Growth teams are created to bridge the traditionally walled knowledge and communication between marketing and product teams by utilising all of the possibilities within the product itself to generate growth. Or, growth driven by products. You can accelerate growth in ways you hadn’t thought of by bringing those teams closer together and having PMs who can wear both a product and marketing hat.
How does one lower CAC? Which channels are the best values for us? How can we use those channels to their fullest potential? What options are there to maximise referrals? Exist any potential cross-channel engagement loops? (Considering the hooked model and the available external triggers: push, email, app badge.) How can pricing be optimised? Exist any opportunities to test network effects? Can we employ dynamic or user-generated content to boost organic SEO? (Consider Zapier’s initial growth strategy.)
According to my observations, a growth squad will run at a user to business ratio of 40% to 60% instead of 60% to 40% for a core product squad. When done correctly, they can also aid in fostering a culture of experimentation where knowledge is valued highly.
On a daily basis, you’re typically more concerned with increasing the velocity of your experiments than with major discoveries. How might the cost and friction of delivering an experiment be reduced? How do you involve the entire team such that the PM or design isn’t the reason the experiment fails?
Even though I work for a startup, I do have some PM duties even though I am not one in particular.
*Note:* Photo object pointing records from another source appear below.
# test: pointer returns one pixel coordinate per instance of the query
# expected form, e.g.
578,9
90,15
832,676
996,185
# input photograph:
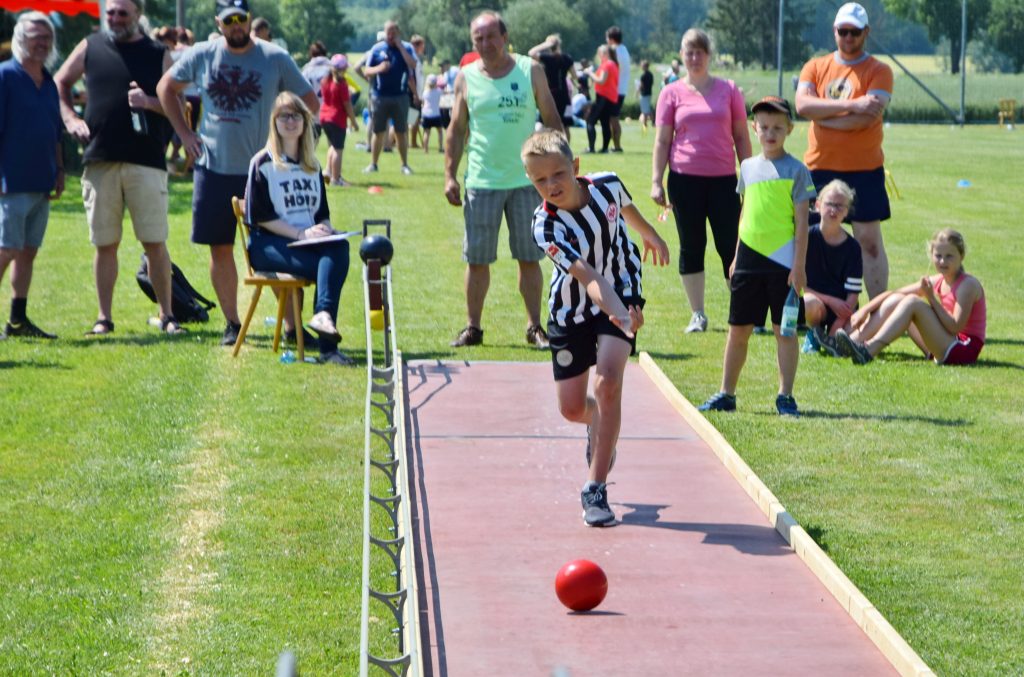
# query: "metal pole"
781,25
963,61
In order to boost customer retention, engagement, and activation through product modifications, the growth aspect of my role is centered on communicating with customers, understanding their product concerns, and responding to their feature requests.
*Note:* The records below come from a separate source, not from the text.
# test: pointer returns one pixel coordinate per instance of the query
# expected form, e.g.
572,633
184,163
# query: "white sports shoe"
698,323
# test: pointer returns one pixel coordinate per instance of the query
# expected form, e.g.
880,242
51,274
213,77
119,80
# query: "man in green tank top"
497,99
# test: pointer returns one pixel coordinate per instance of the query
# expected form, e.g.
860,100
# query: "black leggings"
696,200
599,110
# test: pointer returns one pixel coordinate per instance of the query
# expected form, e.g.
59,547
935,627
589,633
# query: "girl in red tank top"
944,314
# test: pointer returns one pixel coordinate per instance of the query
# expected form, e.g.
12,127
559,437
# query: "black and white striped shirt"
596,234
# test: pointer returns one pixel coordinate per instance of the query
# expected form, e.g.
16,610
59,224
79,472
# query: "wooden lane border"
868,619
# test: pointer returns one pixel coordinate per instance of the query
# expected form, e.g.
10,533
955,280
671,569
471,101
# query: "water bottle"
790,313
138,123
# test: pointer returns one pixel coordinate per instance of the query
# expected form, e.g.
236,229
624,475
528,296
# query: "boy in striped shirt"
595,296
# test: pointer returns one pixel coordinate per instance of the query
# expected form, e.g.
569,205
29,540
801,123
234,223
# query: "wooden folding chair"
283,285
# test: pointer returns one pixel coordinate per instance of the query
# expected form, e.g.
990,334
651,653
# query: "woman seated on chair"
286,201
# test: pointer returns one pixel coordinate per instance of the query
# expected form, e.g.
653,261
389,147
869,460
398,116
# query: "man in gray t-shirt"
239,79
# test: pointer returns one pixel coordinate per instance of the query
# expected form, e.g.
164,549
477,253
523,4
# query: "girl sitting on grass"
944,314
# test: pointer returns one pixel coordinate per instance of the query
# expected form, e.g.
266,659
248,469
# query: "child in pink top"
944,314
Like most PM responsibilities, this one is timing-dependent. A product that hasn’t taken off yet, is just getting started, is seeing significant adoption growth every quarter, appears to have plateaued, has plateaued and is declining, or has actually dropped below its highs of 2020–2021 and needs to get back on track, might be the company you’re joining. All of those circumstances—which affect user acquisition, engagement, and retention—could prompt a business to hire a PM to concentrate on growth, but they would provide drastically different expectations, issues, and demands.
The biggest challenges of Growth PM:
Defining your role.
Defending your role.
Growing in your role.
Nowadays, there are two roles in product: deciding what goes into the product (ie, product management) and deciding how to market/grow the product (ie., product marketing).
Both have the same problems. A continuous, never-ending stream of requests (whether for features or sales tools), and a limited set of resources. You simply cannot do everything that is requested.
Whether you’re in product management or product marketing, you need to be brutal in prioritizing and comfortable saying “No.”